Con quali conseguenze?
«Basti pensare al fatto che spesso ai tavoli costoro ce li troviamo contro più dei datori di lavoro. Vogliono mantenere il monopolio dei tavoli di trattative a tutti i costi e per questo sono disponibili a sottoscrivere di tutto, non negli interessi dei lavoratori, ma solamente per salvaguardare i propri apparati ed interessi di bottega. La sottoscrizione dell'accordo del 10 gennaio 2014 sulla cosiddetta rappresentanza assieme a Confindustria, per quanto riguarda il lavoro privato, ha segnato la capitolazione del sindacato»
Epperò i sostenitori di quell'accordo lo ritengono importante per la modernizzazione dei rapporti tra lavoratori e datori. O no?
«Ma di che cosa stiamo parlando?
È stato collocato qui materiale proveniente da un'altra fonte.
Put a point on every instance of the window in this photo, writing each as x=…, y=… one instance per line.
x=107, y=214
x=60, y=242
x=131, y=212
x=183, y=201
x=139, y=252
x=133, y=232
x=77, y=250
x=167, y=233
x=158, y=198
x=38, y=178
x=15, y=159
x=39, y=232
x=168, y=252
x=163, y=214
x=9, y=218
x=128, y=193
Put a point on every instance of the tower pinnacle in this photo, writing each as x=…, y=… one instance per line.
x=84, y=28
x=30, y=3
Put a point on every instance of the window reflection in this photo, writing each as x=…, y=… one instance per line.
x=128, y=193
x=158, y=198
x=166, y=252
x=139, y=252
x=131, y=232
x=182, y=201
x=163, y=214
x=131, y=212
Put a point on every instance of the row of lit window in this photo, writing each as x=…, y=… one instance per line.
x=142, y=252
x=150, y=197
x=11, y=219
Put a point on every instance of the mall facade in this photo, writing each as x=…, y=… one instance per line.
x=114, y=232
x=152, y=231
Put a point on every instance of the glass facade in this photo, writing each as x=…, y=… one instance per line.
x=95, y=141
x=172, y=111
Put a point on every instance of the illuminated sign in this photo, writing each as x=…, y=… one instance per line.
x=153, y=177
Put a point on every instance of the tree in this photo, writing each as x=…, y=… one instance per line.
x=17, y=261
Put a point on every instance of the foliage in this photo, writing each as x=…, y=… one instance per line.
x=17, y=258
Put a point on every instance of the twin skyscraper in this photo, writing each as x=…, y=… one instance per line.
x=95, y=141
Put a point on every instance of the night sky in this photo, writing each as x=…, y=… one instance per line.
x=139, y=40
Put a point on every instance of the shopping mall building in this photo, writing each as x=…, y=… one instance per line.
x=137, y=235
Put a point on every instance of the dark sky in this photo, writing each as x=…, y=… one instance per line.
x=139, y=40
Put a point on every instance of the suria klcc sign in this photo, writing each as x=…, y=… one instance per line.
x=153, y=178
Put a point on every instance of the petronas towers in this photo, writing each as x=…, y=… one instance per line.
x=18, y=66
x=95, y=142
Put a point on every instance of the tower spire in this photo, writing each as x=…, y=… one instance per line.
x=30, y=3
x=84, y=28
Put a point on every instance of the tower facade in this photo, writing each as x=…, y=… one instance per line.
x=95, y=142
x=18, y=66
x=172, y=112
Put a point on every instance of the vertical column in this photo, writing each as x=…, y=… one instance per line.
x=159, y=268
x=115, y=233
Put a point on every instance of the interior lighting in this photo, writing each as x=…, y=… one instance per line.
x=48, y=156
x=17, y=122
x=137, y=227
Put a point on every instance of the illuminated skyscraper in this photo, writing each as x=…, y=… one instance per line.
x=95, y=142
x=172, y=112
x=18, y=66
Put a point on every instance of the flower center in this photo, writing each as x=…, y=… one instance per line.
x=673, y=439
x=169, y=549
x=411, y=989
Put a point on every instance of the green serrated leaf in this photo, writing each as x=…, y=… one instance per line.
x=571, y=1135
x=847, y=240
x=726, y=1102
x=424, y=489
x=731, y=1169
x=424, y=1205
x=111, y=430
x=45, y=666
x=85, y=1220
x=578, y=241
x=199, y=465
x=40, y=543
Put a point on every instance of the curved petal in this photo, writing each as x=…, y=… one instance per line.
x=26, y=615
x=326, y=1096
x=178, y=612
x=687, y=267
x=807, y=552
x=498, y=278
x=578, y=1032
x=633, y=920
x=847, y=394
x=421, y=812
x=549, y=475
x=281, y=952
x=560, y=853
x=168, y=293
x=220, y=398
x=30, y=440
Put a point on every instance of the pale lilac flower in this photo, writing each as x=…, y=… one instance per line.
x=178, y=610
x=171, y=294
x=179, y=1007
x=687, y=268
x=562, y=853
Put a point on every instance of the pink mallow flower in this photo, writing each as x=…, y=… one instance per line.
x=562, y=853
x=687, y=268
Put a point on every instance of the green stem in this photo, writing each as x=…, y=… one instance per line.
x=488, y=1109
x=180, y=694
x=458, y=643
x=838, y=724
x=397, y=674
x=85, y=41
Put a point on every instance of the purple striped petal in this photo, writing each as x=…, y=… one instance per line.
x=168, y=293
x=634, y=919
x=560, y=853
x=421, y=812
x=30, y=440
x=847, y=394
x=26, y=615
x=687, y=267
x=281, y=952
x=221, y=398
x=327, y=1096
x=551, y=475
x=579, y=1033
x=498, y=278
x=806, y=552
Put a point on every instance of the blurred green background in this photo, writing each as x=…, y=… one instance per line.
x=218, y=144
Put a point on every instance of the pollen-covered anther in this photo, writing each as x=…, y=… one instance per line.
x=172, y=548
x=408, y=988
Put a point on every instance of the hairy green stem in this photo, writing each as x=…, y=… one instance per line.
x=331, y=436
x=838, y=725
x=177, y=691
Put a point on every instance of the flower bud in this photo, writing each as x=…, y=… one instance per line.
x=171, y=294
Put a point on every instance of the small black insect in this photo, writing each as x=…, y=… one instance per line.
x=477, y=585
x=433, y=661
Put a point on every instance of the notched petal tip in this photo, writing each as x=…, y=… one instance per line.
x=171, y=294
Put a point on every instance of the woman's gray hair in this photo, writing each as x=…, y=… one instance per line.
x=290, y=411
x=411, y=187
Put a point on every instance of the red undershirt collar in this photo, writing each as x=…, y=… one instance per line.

In forza di questa nuova sciagurata disciplina viene di fatto impedito il dissenso e viene sanzionato lo sciopero di chi non è d'accordo. In cambio chi ha firmato questo accordo vergognoso ha il diritto di presentarsi e partecipare alle elezioni delle rappresentanze sindacali aziendali unitarie, le Rsu, in seno alle aziende private».
A questo punto la Cub come ha reagito?
«La Cub ha resistito. Non ha firmato l'accordo del 10 gennaio 2014 dimostrando che, come è avvenuto nel caso di Alitalia e, più recentemente, all'Ilva di Taranto, solo la lotta dei lavoratori paga ed è l'unica strada possibile per invertire la rotta».
Quale è stato il prezzo di questa scelta?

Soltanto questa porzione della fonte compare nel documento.